A statewide analysis of health data completed in recognition of World AIDS Day, celebrated today, reveals the changing face of patients in the state, including an increase in older patients and rising rates of infection among blacks and Hispanics.
The review by the Office of Statewide Health Planning and Development also shows that hospitalization rates among HIV and AIDS patients have plummeted since 1988, reflecting the power of antiretroviral drug cocktails to keep the condition in check.
Dr. Ron Chapman, director of the California Department of Public Health, said in a conference call with reporters yesterday that he was a family doctor in Redding in the 1990s when he saw young men return to their families to die.
"We've come a long way since then," he said. "There have been miraculous advances in treatment, yet we've still got a ways to go."
Among the findings:
- Patients are older. In 1988, 24 percent of HIV/AIDS patients were 20 to 29 years old. In 2008, that age segment represented only 7 percent of the state's patients, and 40- to 49-year-old patients were the largest segment, representing 40 percent of cases.
- What started as a white man's disease has changed. While the number of white patients living with HIV or AIDS has nearly doubled since 1988, the numbers more than tripled among black patients and went up nearly fivefold among Hispanics.
- Hospitalization rates have fallen dramatically. They were at a high in 1992, when there were 464 hospitalizations for every 1,000 people with HIV or AIDS. The low was in 2008, when the hospitalization rate fell to 129 hospitalizations per 1,000.
Public health authorities endorsed HIV testing as a major means of stemming disease transmission, saying as many as 20 percent of people living with the condition don't know they have it.
The report warns that the gains in patient stability and longevity might be reversed if access to antiretroviral drugs is limited.
Whitney Engeran-Cordova, senior director of public health for the Los Angeles-based AIDS Healthcare Foundation, said the organization has been watching the trends discussed in the new report and is seeking solutions.
He said the group has done intense advocacy in states such as Florida and Ohio that proposed limiting access to AIDS Drug Assistance Programs that pay for drugs that help freeze disease transmission and progression.

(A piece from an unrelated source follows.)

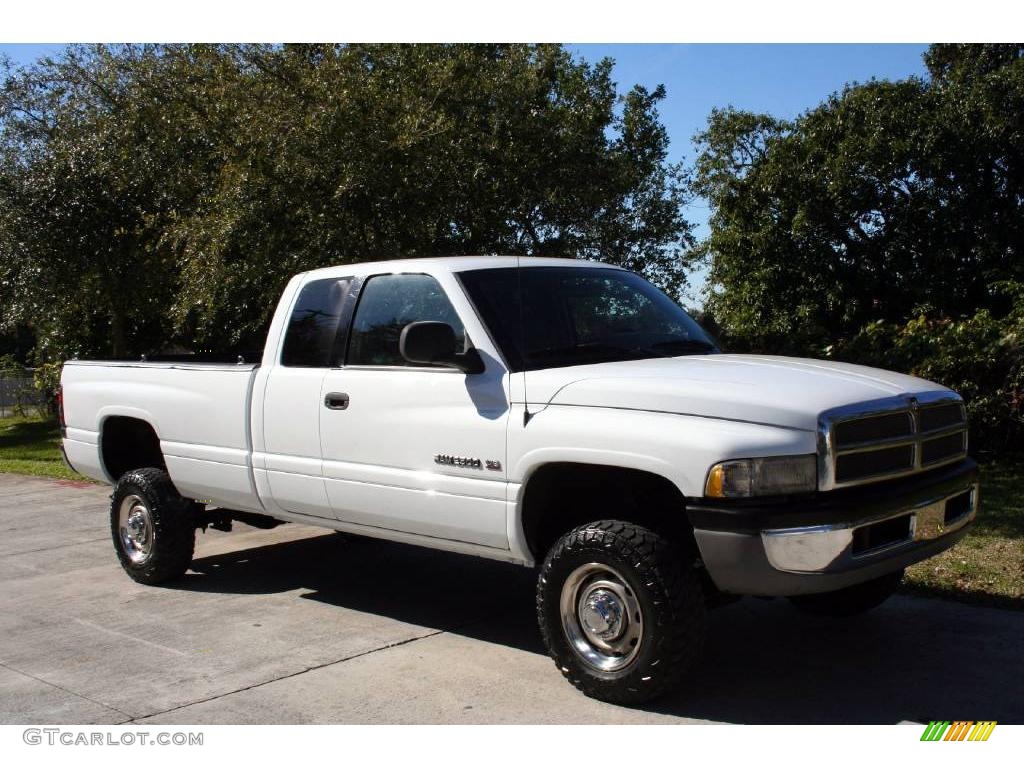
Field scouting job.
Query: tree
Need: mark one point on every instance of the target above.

The group also has called on drugmakers to curb the $11,000 annual price tag on the drugs.
The organization also has done outreach in minority communities and sent mobile HIV testing vans to black neighborhoods.
Engeran-Cordova said the latest data changing the way the advocacy community works has been a finding that as many as 40 percent of people who learn they have HIV take no steps to seek health care. "They feel fine, or they're scared," he said.
He said his group is sending volunteers with iPads to testing sites and getting appointments for people who test positive at their network of clinics. The AIDS Healthcare Foundation is also advocating for more widespread HIV testing, including at the emergency room.
"If we don't do something systemic," he said, "then we've lost the battle."